O grupo pesquisou então as redes sociais desse contato. Não havia nenhuma ligação pública com Eduarda ou com o projeto.

5 – Busca reversa de fotos

Taynara (com y) tinha um perfil com foto, dado público que também foi usado na investigação extraoficial, numa estratégia chamada busca reversa de imagens — muito comum no trabalho de agências de verificação de fake news.

Nela, utiliza-se buscadores como o Google Imagens, TinEye, Bing, Eye Images e Yandex para verificar a origem da imagem. Para a busca, é preciso fazer o upload da fotografia ou pesquisa pelo endereço da imagem.

Com isso, os integrantes do grupo acharam a foto em um perfil no Pinterest (que não está mais disponível), de uma jovem chamada Larissa. As suspeitas de que Taynara Motta é um perfil falso aumentaram entre os integrantes.

“Todos os tweets desde a sua criação são para divulgar os projetos do Alimentando Necessidades e Absorvendo Necessidades (um projeto anterior que ela tinha com sua amiga, Eduarda Polaza, para arrecadar dinheiro para absorventes e mulheres em situação de pobreza menstrual)”, destaca o dossiê.

6 – PIX de R$ 0,01

Os “justiceiros” decidiram também simular o envio de um PIX de R$ 0,01 para os dois projetos.

Por lá, observaram que os valores depositados para o Absorvendo Necessidades caíam na conta da mãe de Eduarda. O dinheiro arrecadado no Alimentando Necessidades era direcionado para Eduarda.

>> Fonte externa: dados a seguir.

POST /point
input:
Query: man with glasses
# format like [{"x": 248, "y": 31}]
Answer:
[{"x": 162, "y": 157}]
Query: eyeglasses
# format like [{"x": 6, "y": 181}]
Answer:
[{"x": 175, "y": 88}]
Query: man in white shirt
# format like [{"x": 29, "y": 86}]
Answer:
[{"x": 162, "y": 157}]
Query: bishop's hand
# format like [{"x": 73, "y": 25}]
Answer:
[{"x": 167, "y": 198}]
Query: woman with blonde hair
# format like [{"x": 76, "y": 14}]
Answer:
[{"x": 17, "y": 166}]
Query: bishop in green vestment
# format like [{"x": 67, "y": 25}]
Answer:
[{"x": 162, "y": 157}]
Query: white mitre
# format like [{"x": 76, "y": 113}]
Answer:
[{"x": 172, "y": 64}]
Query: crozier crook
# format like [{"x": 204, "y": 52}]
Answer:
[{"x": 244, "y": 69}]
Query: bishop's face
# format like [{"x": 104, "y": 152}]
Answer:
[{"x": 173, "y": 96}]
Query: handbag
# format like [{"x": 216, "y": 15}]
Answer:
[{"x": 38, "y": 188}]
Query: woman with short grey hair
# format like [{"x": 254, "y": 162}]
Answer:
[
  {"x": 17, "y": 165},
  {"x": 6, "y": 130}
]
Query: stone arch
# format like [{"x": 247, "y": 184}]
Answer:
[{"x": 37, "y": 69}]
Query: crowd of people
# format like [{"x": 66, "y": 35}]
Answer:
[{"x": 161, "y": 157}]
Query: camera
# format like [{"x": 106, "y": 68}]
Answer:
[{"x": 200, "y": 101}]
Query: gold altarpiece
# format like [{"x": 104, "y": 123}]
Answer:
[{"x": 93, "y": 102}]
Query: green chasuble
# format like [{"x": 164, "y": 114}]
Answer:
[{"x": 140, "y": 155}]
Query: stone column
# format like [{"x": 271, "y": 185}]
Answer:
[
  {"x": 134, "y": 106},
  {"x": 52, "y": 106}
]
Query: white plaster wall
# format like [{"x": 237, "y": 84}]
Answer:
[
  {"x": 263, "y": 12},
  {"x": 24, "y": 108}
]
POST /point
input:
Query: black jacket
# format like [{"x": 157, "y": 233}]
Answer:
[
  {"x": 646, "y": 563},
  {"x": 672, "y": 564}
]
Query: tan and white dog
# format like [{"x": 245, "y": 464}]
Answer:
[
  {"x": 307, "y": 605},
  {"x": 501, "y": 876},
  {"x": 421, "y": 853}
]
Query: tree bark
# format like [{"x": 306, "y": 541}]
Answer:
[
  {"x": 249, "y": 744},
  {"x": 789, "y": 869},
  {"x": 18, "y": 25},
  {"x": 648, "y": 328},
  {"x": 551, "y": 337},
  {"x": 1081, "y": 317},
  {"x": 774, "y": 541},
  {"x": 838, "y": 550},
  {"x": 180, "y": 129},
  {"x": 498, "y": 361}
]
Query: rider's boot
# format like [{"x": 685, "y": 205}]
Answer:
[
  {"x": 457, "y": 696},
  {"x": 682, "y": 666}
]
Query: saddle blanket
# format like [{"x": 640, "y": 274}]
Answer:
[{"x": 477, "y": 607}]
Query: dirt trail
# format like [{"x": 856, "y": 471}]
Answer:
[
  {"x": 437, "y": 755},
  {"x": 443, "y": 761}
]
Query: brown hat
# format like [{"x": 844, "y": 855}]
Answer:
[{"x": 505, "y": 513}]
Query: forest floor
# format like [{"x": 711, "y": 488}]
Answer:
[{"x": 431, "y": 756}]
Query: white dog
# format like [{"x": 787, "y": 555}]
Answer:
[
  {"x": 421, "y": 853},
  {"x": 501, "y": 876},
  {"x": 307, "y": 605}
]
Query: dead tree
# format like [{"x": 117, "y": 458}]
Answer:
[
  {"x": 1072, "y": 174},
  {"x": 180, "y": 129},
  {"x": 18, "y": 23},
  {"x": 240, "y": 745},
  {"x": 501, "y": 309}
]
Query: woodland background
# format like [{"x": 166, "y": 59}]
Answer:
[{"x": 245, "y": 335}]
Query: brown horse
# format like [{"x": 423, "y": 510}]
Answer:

7 – Análise de fotos das marmitas

Fotos divulgadas como sendo das entregas das marmitas, que deveria ser o carro-chefe do Alimentando Necessitados, também foram analisadas.

O Exif, um formato que registra dados do momento da fotografia, apontou que todas as imagens foram feitas em 2021, quando supostamente teria iniciado o projeto.

“As únicas fotos e vídeos novos são da Eduarda Poleza fazendo as marmitas. Essas, juntos com a de uma venezuelana, são as únicas fotos existentes de entregas nas redes sociais desde 2021”, explica o dossiê.